The Information and Communication Technology (ICT) is becoming an essential tool in many industries. Given the current explosion of advancement in technologies, ICT is increasingly growing relevant within the field of healthcare. Moreover, with the rapid increase in the events of chronic diseases and the need to reduce healthcare costs, Telemedicine lies in the forefront of innovation for the healthcare industry.

Using a combination of ICT, healthcare can be delivered from a distance, providing essential coverage to people in the rural communities. Telemedicine has the tremendous potential to offer access to quality care and provide basic medical treatment to the entire population. It also has the ability to deliver healthcare in a more convenient way for patients to reduce overall healthcare expenses, and increase patient engagement, thus increasing the overall quality of patient care.

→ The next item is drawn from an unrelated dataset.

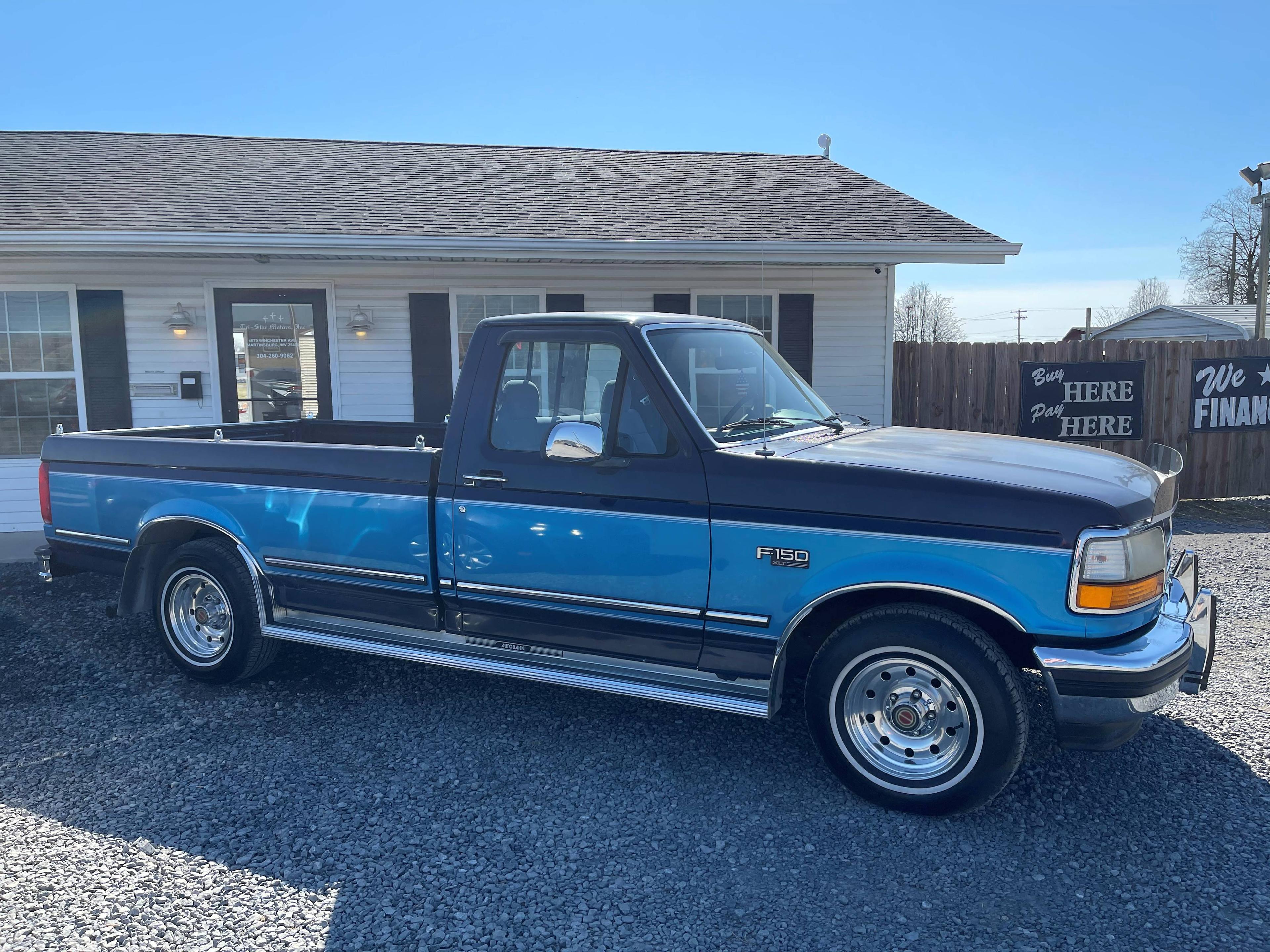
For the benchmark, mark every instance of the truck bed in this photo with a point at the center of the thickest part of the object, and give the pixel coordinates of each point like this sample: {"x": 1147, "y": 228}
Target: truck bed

Telemedicine is transforming how healthcare is being delivered. There are a number of patient centric companies and organizations who are re-imagining how medicine can be practiced and are driving the industry forward with innovative technologies and solutions. The global telemedicine market is expected to reach US$113 billion by 2025. The main drivers are the growing numbers of chronic conditions and the rising demand for self-care. A recent survey found that 65% of patients who had a primary care physician were open to see their doctor via video. Among parents with children under age 18, over 78% expressed interest for the same.

Although there are still a lot of things to figure out in terms of legal, safety, ethical, and other considerations, but as telemedicine progresses, the impact and outcomes can only be anticipated as being astounding. New technology is already on its way and augmented reality, virtual medical advances, biotechnology, and wearables will be integrated into this landscape to provide additional methods for the provision of care, patient monitoring, diagnosis, and treatment. All of this will increase the level of physician-patient interaction that is leveraged and facilitated by technology and will require new ways of thinking about healthcare, technology, and medicine.